RPi is the best performance to operating cost you are going to find if you don't need more juice for high intensity stuff (transcoding, etc)

[–] [email protected] 2 points 1 year ago
[–] [email protected] 1 points 1 year ago

I cobbled my home server together with twine, a 14u server rack and some used poweredge servers.

[–] [email protected] 1 points 1 year ago (2 children)

Well yeah. I do, out of necessity. I can't justify buying a pi yet. Someday I hope to.

[–] [email protected] 2 points 1 year ago (1 children)

I bought a couple Raspis before they even came out, and they're handy for certain applications, but just can't really stand up to the task for whole home server needs.

[–] [email protected] 1 points 1 year ago* (last edited 1 year ago) (1 children)

I have a RPi1B that runs Pihole just fine, and I have a RPi4 that runs a bunch of services fine (plug in a SSD, don't use a SD card).

But if you're hoping to do a photo server or run a media centre... nah.

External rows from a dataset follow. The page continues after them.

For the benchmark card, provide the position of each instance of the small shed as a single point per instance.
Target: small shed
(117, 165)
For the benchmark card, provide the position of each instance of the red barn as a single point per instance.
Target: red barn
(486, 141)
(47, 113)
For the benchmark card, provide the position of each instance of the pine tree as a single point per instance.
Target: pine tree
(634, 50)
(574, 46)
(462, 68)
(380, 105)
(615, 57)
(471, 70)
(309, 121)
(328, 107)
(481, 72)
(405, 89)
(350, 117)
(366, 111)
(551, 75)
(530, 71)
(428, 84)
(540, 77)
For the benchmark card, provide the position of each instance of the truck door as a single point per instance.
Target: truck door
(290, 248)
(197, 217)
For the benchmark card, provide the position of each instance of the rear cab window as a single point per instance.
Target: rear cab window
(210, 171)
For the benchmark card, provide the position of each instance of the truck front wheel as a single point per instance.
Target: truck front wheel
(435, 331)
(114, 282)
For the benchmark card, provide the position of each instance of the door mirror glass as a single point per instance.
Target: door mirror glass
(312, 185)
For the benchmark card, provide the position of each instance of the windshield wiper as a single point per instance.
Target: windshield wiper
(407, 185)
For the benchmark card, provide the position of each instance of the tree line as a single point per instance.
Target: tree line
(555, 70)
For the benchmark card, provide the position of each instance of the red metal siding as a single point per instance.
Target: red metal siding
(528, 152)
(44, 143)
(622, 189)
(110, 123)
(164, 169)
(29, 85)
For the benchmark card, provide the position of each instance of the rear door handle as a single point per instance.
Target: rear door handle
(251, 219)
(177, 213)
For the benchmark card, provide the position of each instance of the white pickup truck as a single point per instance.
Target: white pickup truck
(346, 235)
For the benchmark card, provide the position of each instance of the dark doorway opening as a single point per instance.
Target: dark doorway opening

Rpis are very power efficient, but for media you really need something that's gonna suck more power.

[–] [email protected] 4 points 1 year ago

The Raspberry Pi: When "a computer, any computer" will do. I have so many of them in service bolted to the backs of televisions or monitors as digital signage.

[–] [email protected] 1 points 1 year ago

If you don't need the electronic side of the RPi, you might be happier with some old thinclient PC that offices sometimes get rid of for cheap.